Future Predictive Success-or-Failure Classification for Long-Horizon Robotic Tasks
This addresses the problem of automating condition design for robotic arm tasks, but it appears incremental as it builds on existing planning and prediction methods.
The paper tackles the time-consuming and manual design of conditions for optimization-based action planning in long-horizon robotic tasks by proposing a future-predictive success-or-failure classification method, which uses an end-to-end approach and a regularization term to improve performance, as demonstrated in experiments.

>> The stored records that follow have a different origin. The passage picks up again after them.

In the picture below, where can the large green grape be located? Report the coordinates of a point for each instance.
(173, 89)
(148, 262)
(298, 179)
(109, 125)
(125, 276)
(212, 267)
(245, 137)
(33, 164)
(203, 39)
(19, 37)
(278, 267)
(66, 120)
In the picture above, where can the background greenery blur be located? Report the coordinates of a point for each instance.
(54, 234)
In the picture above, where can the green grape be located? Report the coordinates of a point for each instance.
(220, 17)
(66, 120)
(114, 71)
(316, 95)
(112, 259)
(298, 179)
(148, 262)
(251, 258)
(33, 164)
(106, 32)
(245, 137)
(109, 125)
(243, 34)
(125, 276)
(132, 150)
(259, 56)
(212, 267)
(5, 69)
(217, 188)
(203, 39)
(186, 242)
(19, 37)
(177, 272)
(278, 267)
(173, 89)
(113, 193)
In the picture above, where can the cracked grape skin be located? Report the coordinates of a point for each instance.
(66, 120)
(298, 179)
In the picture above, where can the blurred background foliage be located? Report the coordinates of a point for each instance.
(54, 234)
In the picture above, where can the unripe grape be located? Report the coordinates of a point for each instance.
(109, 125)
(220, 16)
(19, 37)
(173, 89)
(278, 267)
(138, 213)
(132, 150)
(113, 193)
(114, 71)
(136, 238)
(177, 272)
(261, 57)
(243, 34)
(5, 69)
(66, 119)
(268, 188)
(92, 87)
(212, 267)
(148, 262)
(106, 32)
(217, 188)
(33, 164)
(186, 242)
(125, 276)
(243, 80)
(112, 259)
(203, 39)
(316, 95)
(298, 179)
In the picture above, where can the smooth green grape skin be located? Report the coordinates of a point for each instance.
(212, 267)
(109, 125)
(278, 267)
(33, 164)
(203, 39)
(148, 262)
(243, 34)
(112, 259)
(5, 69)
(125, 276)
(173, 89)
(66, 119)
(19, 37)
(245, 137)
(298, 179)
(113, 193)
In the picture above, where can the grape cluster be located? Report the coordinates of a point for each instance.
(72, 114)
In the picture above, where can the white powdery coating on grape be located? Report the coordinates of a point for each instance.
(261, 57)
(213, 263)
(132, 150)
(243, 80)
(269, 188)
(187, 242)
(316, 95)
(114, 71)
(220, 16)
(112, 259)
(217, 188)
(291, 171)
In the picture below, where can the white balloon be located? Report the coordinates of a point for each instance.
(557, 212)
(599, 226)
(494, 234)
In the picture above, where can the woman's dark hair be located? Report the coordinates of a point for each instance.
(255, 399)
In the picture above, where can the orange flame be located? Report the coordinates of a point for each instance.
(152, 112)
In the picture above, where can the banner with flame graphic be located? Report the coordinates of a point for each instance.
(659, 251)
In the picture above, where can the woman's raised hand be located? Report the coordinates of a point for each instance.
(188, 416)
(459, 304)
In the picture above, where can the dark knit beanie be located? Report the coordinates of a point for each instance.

Automating long-horizon tasks with a robotic arm has been a central research topic in robotics. Optimization-based action planning is an efficient approach for creating an action plan to complete a given task. Construction of a reliable planning method requires a design process of conditions, e.g., to avoid collision between objects. The design process, however, has two critical issues: 1) iterative trials--the design process is time-consuming due to the trial-and-error process of modifying conditions, and 2) manual redesign--it is difficult to cover all the necessary conditions manually. To tackle these issues, this paper proposes a future-predictive success-or-failure-classification method to obtain conditions automatically. The key idea behind the proposed method is an end-to-end approach for determining whether the action plan can complete a given task instead of manually redesigning the conditions. The proposed method uses a long-horizon future-prediction method to enable success-or-failure classification without the execution of an action plan. This paper also proposes a regularization term called transition consistency regularization to provide easy-to-predict feature distribution. The regularization term improves future prediction and classification performance. The effectiveness of our method is demonstrated through classification and robotic-manipulation experiments.